OSH, Kyrgyzstan | Kyrgyzstan’s weak military attempted Wednesday to regain control of the city of Osh, a major transit point for Afghan heroin and the epicenter of ethnic violence that has driven much of the Uzbek population from the country’s poor, rural south.
Troops encircled the city with checkpoints and held the central square, but citizens reported that some soldiers also were looting food aid, casting doubt on the government’s ability to re-establish stability after nearly a week of brutal attacks.
The leader of Kyrgyzstan’s Uzbek community said the death toll among Uzbeks exceeded 300. The official toll on both sides is 189, although officials have acknowledged it is likely far higher. More than 100,000 ethnic Uzbeks have fled to Uzbekistan, with tens of thousands more camped on the Kyrgyz side of the border.
The interim Kyrgyz government has charged that attackers hired by deposed President Kurmanbek Bakiyev set off the bloodshed by shooting at both Kyrgyz and Uzbeks, who have a history of ethnic tensions.
In Washington, the Obama administration announced that Secretary of State Hillary Rodham Clinton has spoken with Kyrgyzstan’s leader to pledge U.S. assistance to help the country restore order and stabilize the situation over the longer term.
The State Department said Mrs. Clinton spoke by telephone on Wednesday with interim Kyrgyz President Roza Otunbayeva to discuss the former Soviet state’s immediate and long-term need for aid. A senior American diplomat is also heading to the Kyrgyz capital of Bishkek for further consultations on Friday.
The U.S. Embassy in Bishkek said Washington has set aside $10.3 million in short-term and medium-term help. State Department spokesman P.J. Crowley said more than $6.5 million of that is for immediate humanitarian assistance.
Mr. Bakiyev was ousted in April in a bloody uprising fueled by anger over suspected corruption. Mars Sariyev, an independent political analyst in the capital, Bishkek, said members of the ousted president’s family continued to control the drug trade in the Osh Knot, an area where Kyrgyzstan, Uzbekistan and Tajikistan meet that is one of the most heavily used routes for Afghan heroin heading to Russia.

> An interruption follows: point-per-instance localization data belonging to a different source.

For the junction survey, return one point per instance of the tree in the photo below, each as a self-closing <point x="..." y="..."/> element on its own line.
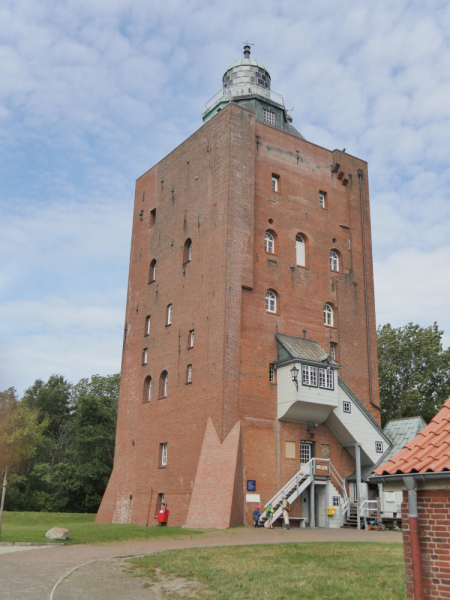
<point x="414" y="371"/>
<point x="20" y="433"/>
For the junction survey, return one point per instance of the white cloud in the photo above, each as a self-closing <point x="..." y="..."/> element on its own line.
<point x="96" y="91"/>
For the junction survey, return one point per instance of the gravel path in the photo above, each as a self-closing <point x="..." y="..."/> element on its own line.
<point x="34" y="575"/>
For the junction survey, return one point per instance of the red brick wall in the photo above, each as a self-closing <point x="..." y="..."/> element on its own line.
<point x="434" y="537"/>
<point x="215" y="189"/>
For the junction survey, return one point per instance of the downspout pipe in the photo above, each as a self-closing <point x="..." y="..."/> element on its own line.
<point x="413" y="519"/>
<point x="366" y="296"/>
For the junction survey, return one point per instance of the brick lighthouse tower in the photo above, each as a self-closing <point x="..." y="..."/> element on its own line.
<point x="249" y="353"/>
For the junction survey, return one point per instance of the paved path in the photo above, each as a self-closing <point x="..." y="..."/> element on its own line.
<point x="33" y="575"/>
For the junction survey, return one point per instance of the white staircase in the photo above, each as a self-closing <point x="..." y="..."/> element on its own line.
<point x="292" y="489"/>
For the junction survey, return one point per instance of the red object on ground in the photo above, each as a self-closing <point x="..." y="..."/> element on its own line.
<point x="163" y="515"/>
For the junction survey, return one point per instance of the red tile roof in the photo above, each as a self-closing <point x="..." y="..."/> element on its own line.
<point x="428" y="452"/>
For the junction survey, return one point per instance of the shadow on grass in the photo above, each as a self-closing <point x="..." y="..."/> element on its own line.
<point x="338" y="571"/>
<point x="32" y="526"/>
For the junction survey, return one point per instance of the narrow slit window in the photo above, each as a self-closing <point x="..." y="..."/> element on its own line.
<point x="269" y="117"/>
<point x="300" y="250"/>
<point x="271" y="302"/>
<point x="328" y="315"/>
<point x="334" y="261"/>
<point x="271" y="373"/>
<point x="269" y="244"/>
<point x="164" y="455"/>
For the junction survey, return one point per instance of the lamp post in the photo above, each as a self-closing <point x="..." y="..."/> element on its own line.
<point x="294" y="375"/>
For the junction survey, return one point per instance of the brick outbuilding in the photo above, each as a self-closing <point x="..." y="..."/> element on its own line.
<point x="422" y="470"/>
<point x="250" y="340"/>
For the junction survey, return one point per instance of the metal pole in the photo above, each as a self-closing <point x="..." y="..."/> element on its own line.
<point x="358" y="484"/>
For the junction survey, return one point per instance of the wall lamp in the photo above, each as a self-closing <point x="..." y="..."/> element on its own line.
<point x="294" y="375"/>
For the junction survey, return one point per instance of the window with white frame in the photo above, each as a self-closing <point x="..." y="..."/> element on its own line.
<point x="271" y="301"/>
<point x="147" y="325"/>
<point x="269" y="242"/>
<point x="305" y="452"/>
<point x="328" y="315"/>
<point x="309" y="375"/>
<point x="334" y="261"/>
<point x="164" y="455"/>
<point x="300" y="250"/>
<point x="326" y="379"/>
<point x="271" y="373"/>
<point x="269" y="117"/>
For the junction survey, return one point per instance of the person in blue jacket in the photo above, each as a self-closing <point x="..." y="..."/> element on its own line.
<point x="256" y="515"/>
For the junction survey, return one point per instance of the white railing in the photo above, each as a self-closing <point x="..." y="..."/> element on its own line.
<point x="366" y="510"/>
<point x="245" y="91"/>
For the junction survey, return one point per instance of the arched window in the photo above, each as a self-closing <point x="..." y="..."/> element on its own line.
<point x="328" y="315"/>
<point x="187" y="251"/>
<point x="152" y="271"/>
<point x="147" y="389"/>
<point x="271" y="301"/>
<point x="163" y="382"/>
<point x="334" y="261"/>
<point x="300" y="250"/>
<point x="269" y="242"/>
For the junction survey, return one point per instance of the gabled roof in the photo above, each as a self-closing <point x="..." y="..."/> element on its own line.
<point x="290" y="347"/>
<point x="428" y="452"/>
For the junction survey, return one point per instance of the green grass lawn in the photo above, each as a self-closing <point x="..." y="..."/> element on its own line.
<point x="31" y="527"/>
<point x="347" y="571"/>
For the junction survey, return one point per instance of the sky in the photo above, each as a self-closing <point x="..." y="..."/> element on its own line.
<point x="93" y="93"/>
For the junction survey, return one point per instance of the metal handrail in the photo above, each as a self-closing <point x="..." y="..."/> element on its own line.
<point x="245" y="90"/>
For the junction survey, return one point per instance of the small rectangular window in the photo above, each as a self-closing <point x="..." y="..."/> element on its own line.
<point x="271" y="373"/>
<point x="163" y="454"/>
<point x="290" y="449"/>
<point x="326" y="379"/>
<point x="309" y="375"/>
<point x="269" y="117"/>
<point x="305" y="453"/>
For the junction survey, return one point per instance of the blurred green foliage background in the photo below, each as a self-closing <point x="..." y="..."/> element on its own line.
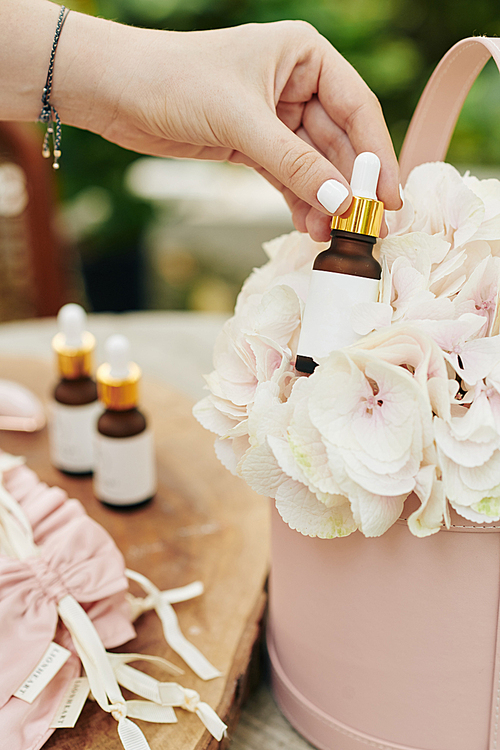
<point x="394" y="44"/>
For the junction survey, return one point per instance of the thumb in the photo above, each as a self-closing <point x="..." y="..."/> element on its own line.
<point x="299" y="166"/>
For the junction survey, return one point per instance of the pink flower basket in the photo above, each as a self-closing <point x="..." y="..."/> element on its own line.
<point x="389" y="642"/>
<point x="393" y="643"/>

Much of the heroin is repackaged in Osh before being transported west to Uzbekistan and north to Kazakhstan and Russia by plane, train and land, the U.N. said. Kyrgyz officials have reported major seizures of heroin and opium in Osh in recent years.
Members of the Bakiyev clan lost their hold on the drug trade a week ago with the killing of the leader of an Uzbek criminal group who worked closely with them, Mr. Sariyev said. The reputed Uzbek criminal boss, Aibek Mirsidikov, was in a turf war with the leader of the Uzbek community in the Jalal-Abad region, according to acting deputy prime minister, Azimbek Beknazarov.
The Bakiyevs may have helped instigate the ethnic violence in an attempt both to weaken the interim government and create a power vacuum that would help them regain control over the drug flow, Mr. Sariyev charged. Mr. Bakiyev has denied having any role in the violence, speaking from his self-proclaimed exile in Belarus.
Uzbek leader Jalalidin Salahuddinov told the Associated Press on Wednesday that 300 deaths had been reported by members of his community. Mr. Salahuddinov said the number includes some Uzbeks already counted in the official toll.
Military trucks and armored personnel carriers were stationed on the central square, and at least five checkpoints had been established around the city, including along the road to the airport and other entry points. A dozen soldiers manned each post. Every few hours, military trucks transported refugees out of the city.
The U.N. Office for the Coordination of Humanitarian Affairs said security in Osh remained fragile, with violence persisting in pockets on the city’s edges. It said the Red Cross and rights organizations had trouble reaching some Uzbek neighborhoods, and voiced concern that humanitarian assistance was not reaching all of the population.
The violence reduced much of Osh to charred rubble. Roving mobs of young Kyrgyz men burned down Uzbek homes and attacked Uzbek-owned businesses, looting them and then setting them on fire. Some Uzbeks who remained in Osh built barricades around their homes from felled trees and fences ripped up from a cemetery.
Both the U.S. and Moscow have air bases in Kyrgyzstan, but they are in the north, far from the rioting. The United States and other Western governments have urged Kyrgyzstan to forge ahead with a June 27 referendum on the constitution and parliamentary elections in October despite the violence.